When it comes to describing the wonder of a national park, numbers would seem to fall short. Still, with six of them, the Northwest Territories has more than its fair share of Canada’s total of 48 (that’s nearly 13 per cent).
Most, like Nahanni National Park Reserve in the Deh Cho, are not reasonably accessible to most NWT residents.
Luckily for all of us there are another 34 territorial parks managed by the territorial government, including Blackstone, which offers views of the Nahanni range, and Sambaa Deh Falls, which grants access to Sambaa Deh and Coral Falls via hiking trails extending from the campground.
Which is to say nothing of the fathomless expanse of wilderness outside of parks for residents to find their own perfect personal hideaway.
Not everyone is in a position to take an extravagant holiday but the ability to write off two trips every year, highlighted in advice from accountants, including Andy Wong in last week’s issue of News/North, has the potential to be the primer the engine of the economy will need to fire up when we finally reach phase three of the pandemic recovery plan, and the freedom of phase four after that.
There are bound to be bundles of Northerners, maybe in the South Slave and Thebacha, who have always wanted to see the Arctic Ocean. Or to return to it. Now’s the time. How about kayak enthusiasts who have never experienced the South Slave Paddlefest on the world-renowned whitewater outside Fort Smith? Take a few friends and be socially distant on the Slave River, dodging eddies and chasing pelicans.

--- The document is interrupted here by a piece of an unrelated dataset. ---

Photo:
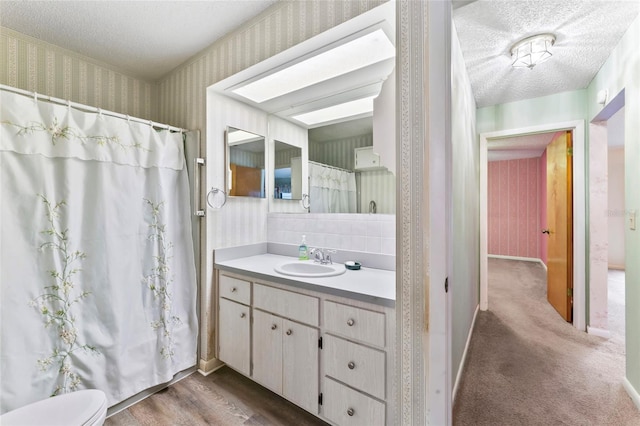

Which is to say nothing of the fishing – oh, the fishing – available in every corner of the NWT.
The NWT is in the grips of something of a social experiment. A population of people who cannot leave the territory without a severe penalty upon their return in the form of a two-week quarantine, but with the ability to explore this grand land of ours while giving a boost to their tax returns. And not just once but twice every year, assuming they aren’t otherwise prevented from doing so by a lack of vacation time or resources at hand to outlay for the cost of the trip.
For all the ways our governments make us scratch our heads as they spend our tax dollars, the Northern deductions can provide a powerful boost to the economies of the NWT while giving individuals some much needed relief and relaxation. And everything from a grand journey to Tuktoyaktuk to a weekend camping trip at a GNWT-run campsite closer to home is eligible. All that spending, from plane tickets to gas to camping supplies, will be like rain in the desert for tourism-dependent businesses that two years ago were awash in the more than 120,000 people who came to the NWT to view the Northern Lights, hunt, fish or experience an outdoor adventure, spending more than $210 million in the process.
So dust off those hip waders and that bucket list and explore the “Spectacular NWT.” And when you get your tax return in the spring, do it all over again.